Pierre Senges, l'encyclopédiste fictionnel
On a demandé à Pierre Senges qu’il nous donne un texte bref sur les livres qui ont servi à nourrir son œuvre. Invitation…
Dire quels livres sont retirés le plus fréquemment des étagères pour être consultés demande de combiner des critères statistiques avec d’autres, plus débraillés, de fidélité ou d’empathie. Des dictionnaires, peut-être, à commencer par cette suite aux Mille et une nuit intitulée Dictionnaire Historique, sous la direction d’Alain Rey, dans lequel on apprend à lire de droite à gauche le mot abracadabra, ce qui suffirait pour justifier l’achat de tomes soyeux à l’intérieur crème.
Pour s’orienter, non seulement dans le corps du texte, mais dans d’abondants index et tables des matières : L’Anatomie de la Mélancolie de Burton et la Pseudodoxia Epidemica de Browne, rendus en français par Bernard Hoepffner, sixième des Frères Marx. Après quoi, En marge de Casanova, de Miklós Szentkuthy, contenant une cinquantaine de livres en un seul, dont l’Histoire de ma vie, et donnant un parfait exemple d’écriture de la glose, dévergondée, libre, donc divertissante.
Gadda, par exemple celui de L’Adalgisa, et Cingria, des Fourmis rouges, pour savoir comment s’exposent sur le papier en peu de lignes des miniatures de portraits ou de paysages - mais Gaddis et Gass sont aussi salutaires, en plus de prodiguer des énigmes ; et Krzyzanowski pour l’art de l’insert (Estampillé Moscou). S’il est question de se frotter pour la centième fois à la libre fantaisie, presque la désinvolture, afin d’en prendre de la graine, il y a Le Tour du jour en 80 mondes de Cortázar ou, mieux, Macédonio Fernandez et son Musée du Roman de l’Eternelle.
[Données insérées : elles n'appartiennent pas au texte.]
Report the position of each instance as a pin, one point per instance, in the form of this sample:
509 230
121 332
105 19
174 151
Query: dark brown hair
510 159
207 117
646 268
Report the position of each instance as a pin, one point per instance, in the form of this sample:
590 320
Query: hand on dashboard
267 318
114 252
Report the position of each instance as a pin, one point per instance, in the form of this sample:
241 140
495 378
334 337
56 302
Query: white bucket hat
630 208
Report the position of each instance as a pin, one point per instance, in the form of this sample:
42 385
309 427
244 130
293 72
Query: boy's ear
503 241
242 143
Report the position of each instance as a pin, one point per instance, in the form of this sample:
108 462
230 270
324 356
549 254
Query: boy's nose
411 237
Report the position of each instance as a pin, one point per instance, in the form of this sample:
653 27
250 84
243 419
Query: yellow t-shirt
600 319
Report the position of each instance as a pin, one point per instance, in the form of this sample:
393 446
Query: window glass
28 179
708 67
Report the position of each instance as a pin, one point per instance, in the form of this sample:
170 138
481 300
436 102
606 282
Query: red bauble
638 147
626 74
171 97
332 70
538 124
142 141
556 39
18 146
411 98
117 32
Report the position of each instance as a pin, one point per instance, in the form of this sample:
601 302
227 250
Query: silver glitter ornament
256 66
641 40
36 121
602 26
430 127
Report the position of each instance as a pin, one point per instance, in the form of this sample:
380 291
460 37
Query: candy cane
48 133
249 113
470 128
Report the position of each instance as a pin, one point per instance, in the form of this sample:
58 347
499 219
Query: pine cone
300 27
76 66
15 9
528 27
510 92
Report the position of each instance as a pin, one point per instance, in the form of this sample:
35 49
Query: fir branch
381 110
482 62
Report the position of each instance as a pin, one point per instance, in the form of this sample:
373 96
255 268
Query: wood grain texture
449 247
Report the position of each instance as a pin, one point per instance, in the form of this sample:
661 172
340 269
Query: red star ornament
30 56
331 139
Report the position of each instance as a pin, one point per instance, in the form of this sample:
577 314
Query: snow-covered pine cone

Le lendemain, ce sera les textes de Bouveresse ou les embranchements de Jacques Roubaud pour combattre la mollesse par la mathématique.
En évoquant in extremis les Carnets de Henry James, les pages de Carlo Ginzburg (et Ducharme et Jacques Ferron pour savoir le français comme langue étrangère), on parviendrait à ne pas citer Borges.